No one had ever seen anything like it. From Denver to Pueblo to the San Miguel Courthouse, record numbers of voters crammed into caucus locations last night, jamming school gyms, filling living rooms, taking every seat at the Telluride Fire Station to pick their presidential candidates.
Democrats in Colorado and San Miguel County handed a big win to Sen. Barack Obama. He won handily across the state, and here in San Miguel County, he walked away with 86 percent of the record-setting vote.
On the Republican side, early returns showed former Massachusetts Governor Mitt Romney leading Colorado. In San Miguel County, Romney and Sen.
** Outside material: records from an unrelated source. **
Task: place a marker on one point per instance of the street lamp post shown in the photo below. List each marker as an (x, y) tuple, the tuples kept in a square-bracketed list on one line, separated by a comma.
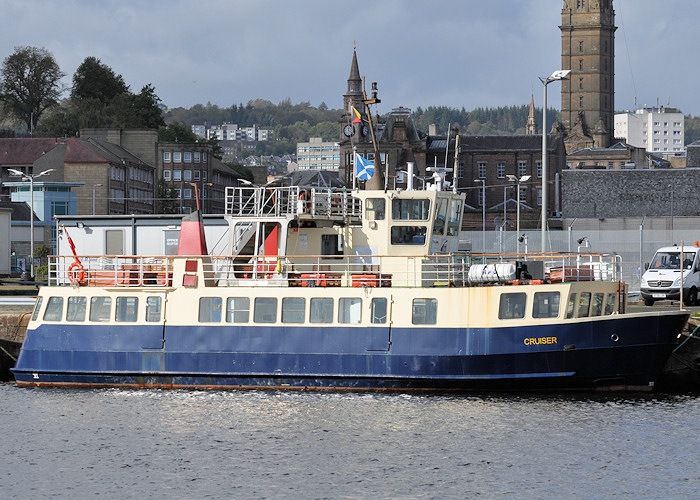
[(517, 181), (561, 74), (94, 187), (483, 213), (30, 178)]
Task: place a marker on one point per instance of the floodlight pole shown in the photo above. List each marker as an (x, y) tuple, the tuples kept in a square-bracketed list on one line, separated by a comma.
[(557, 75), (30, 178)]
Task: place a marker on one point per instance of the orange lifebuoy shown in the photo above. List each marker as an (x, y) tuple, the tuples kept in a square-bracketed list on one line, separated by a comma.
[(76, 273)]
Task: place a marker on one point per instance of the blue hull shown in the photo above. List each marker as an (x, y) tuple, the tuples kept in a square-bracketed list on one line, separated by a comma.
[(612, 352)]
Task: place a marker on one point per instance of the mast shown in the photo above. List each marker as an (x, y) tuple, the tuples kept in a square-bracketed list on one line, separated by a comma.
[(377, 180)]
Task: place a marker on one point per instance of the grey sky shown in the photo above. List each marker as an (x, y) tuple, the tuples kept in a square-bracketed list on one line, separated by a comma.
[(459, 53)]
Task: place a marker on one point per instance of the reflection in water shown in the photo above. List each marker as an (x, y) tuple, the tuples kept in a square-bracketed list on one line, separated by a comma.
[(120, 443)]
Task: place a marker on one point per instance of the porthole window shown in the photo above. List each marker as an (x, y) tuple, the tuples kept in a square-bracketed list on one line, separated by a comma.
[(512, 306)]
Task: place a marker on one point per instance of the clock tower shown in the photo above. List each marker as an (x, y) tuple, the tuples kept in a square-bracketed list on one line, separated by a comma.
[(588, 50)]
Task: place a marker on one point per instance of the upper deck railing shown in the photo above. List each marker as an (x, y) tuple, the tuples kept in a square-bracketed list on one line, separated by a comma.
[(322, 270), (291, 201)]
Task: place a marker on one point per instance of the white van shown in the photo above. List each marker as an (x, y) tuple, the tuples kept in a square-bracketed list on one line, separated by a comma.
[(662, 278)]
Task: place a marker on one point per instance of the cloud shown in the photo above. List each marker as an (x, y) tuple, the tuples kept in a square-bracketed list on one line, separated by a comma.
[(454, 52)]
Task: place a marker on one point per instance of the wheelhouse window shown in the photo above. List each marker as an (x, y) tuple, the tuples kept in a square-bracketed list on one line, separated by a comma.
[(153, 308), (293, 309), (424, 311), (610, 303), (571, 306), (375, 208), (349, 310), (237, 310), (417, 209), (100, 308), (321, 310), (77, 307), (379, 310), (127, 309), (54, 309), (440, 216), (265, 310), (584, 304), (512, 306), (408, 235), (453, 218), (597, 304), (545, 305), (210, 309)]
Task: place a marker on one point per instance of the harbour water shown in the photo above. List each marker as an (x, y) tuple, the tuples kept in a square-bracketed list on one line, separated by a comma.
[(196, 444)]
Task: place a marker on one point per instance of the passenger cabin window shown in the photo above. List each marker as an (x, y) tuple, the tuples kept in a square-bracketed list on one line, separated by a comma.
[(375, 208), (77, 307), (584, 304), (265, 310), (453, 217), (331, 244), (321, 310), (379, 310), (237, 310), (545, 305), (350, 310), (54, 309), (512, 306), (127, 309), (100, 308), (610, 303), (153, 308), (114, 242), (209, 309), (597, 305), (408, 235), (37, 308), (410, 209), (293, 309), (424, 311), (440, 216)]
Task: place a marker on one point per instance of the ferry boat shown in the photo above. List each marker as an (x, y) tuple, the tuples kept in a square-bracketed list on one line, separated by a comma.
[(341, 289)]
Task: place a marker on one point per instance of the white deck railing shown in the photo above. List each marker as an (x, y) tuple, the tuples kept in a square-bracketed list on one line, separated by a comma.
[(325, 270)]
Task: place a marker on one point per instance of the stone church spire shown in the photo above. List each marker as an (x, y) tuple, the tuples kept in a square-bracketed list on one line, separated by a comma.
[(353, 96), (531, 127)]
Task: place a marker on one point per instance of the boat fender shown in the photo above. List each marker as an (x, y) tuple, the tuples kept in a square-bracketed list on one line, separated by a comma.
[(76, 272)]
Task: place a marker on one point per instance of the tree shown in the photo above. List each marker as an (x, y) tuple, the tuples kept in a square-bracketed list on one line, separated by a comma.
[(94, 80), (145, 109), (30, 83)]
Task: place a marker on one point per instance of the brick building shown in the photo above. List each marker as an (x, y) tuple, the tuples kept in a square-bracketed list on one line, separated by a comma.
[(588, 95)]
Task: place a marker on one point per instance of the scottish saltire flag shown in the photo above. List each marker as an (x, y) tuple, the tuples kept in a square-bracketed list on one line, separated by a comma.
[(364, 169)]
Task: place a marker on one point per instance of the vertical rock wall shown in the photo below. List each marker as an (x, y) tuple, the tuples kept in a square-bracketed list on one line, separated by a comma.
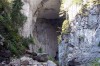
[(44, 33), (81, 45)]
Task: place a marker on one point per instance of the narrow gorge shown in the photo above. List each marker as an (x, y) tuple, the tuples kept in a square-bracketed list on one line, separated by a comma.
[(50, 32)]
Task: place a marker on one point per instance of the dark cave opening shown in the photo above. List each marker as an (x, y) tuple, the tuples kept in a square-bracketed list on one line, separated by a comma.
[(46, 32)]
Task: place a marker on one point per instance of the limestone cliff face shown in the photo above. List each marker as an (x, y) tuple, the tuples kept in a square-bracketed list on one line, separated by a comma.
[(40, 15), (81, 44)]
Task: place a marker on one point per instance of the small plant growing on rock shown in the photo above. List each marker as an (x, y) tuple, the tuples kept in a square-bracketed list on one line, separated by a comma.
[(99, 44), (40, 50)]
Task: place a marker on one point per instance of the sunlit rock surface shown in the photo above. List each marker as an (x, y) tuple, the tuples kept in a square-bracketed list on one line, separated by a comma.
[(81, 45), (27, 61)]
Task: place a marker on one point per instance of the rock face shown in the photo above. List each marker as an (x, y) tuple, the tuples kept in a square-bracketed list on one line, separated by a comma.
[(81, 44), (4, 53), (40, 16), (26, 61)]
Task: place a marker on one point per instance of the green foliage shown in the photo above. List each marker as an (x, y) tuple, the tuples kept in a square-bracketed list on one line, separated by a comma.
[(10, 21), (96, 62), (59, 39), (40, 50), (99, 44), (65, 27), (77, 1)]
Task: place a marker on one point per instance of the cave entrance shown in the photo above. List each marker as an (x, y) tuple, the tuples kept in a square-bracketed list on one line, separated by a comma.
[(45, 33)]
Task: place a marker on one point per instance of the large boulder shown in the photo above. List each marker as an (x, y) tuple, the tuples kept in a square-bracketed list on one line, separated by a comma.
[(41, 57)]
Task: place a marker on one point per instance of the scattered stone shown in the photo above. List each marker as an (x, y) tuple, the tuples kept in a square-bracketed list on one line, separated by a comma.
[(41, 57), (26, 62)]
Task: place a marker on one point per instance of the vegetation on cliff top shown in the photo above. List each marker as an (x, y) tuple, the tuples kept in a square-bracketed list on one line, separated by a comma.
[(11, 20)]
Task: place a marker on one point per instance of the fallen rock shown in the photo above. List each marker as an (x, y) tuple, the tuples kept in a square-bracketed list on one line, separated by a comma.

John McCain split the local Republican vote, getting 30 votes each.
It was a historic caucus for San Miguel County.
Throngs of voters filling the courthouse and Norwood community center, St. Patrick’s church and the Mountain Village Town Hall. In Precinct 2, Democratic organizers even moved the caucuses at the last minute, from the Miramonte Building to the fire station. Organizers ran out of signup sheets.
In the county, 387 Democrats voted last night, compared with 48 during the last caucuses. That translates to a 700 percent increase in voter turnout.
“It’s pretty astonishing,” said Dick Unruh, the county Democratic chairman. “It looks like it’s the Obama factor, doesn’t it?”
The local Republican Party, so diminutive that in 2006 they couldn’t even find a candidate to run for county commissioner, even saw a high turnout. The caucuses in Telluride drew 33 voters; a total of 90 turned out across the county.
“It’s a wonderful turnout,” said Harley Brooke-Hitching, the county chairwoman. “And it’s wonderful to be in a room with so many Republicans, where you don’t have to whisper.”
It was the same story across the state. On the Front Range, people crushed into high-school auditoriums and gyms, causing localized traffic jams, according to news reports. They ran out of registration cards in Lafayette. The parking lots outside Parachute caucuses overflowed.
Both Democrats and Republicans turned out like never before, but it was Democrats who truly flooded the caucuses. Aurora caucuses once attended by 100 people drew 1,000 last night, according to news reports.
In San Miguel County, nearly every Democrat in these teeming crowds showed up to vote for Obama. He received 333 votes, and Clinton got only 52. Based on yesterday’s caucuses, Obama gets 46 delegates for the county caucus, and Clinton takes three.
Eileen McGinley, who attended the Precinct 1 caucus, said that Obama inspired hope, that he was energizing the country’s young voters, and that he’d been a consistent voice of dissent on the Iraq war. She cast her lot with Obama last night.
“This is going to be your world, and he can be a good leader for you,” she told the crowds.
But not everyone was convinced. Ron Gilmer, a Clinton supporter, said the New York senator has been a strong supporter of gay rights while Obama has been vague on the issue.
“I’m just a little leery of him,” he said.
For months, Obama has held a clear edge in San Miguel County. His messages of changing the political landscape and his consistent opposition to the war in Iraq electrified many voters in this pacifist, iconoclastic corner of the West.
Obama’s campaign raked in $40,000 from donors in the 81435 area code, which encompasses Telluride, Mountain Village and the eastern reaches of the county. That total was 20 times more than any other candidate, Democrat or Republican, took in from local donors.
Telluride-area donors have given some $2,000 to Hillary Clinton’s campaign and $1,000 each to Mitt Romney and John McCain.
Two weeks ago, Obama’s campaign even opened an office on Colorado Avenue, the first time any presidential candidate had established a main-street storefront.
Volunteers hung posters and handed out buttons and signs. They sponsored parties and caucus information sessions.
In the midst of all this Obamania, the other campaigns barely made a peep here.
And if last night’s rout is any indication, that attention paid off in Telluride.
“It’s pretty much like when I voted for John F. Kennedy,” said Warner Paige. “I think a lot of people are caught up in Barack Obama ... We’re all caught up in this movement.”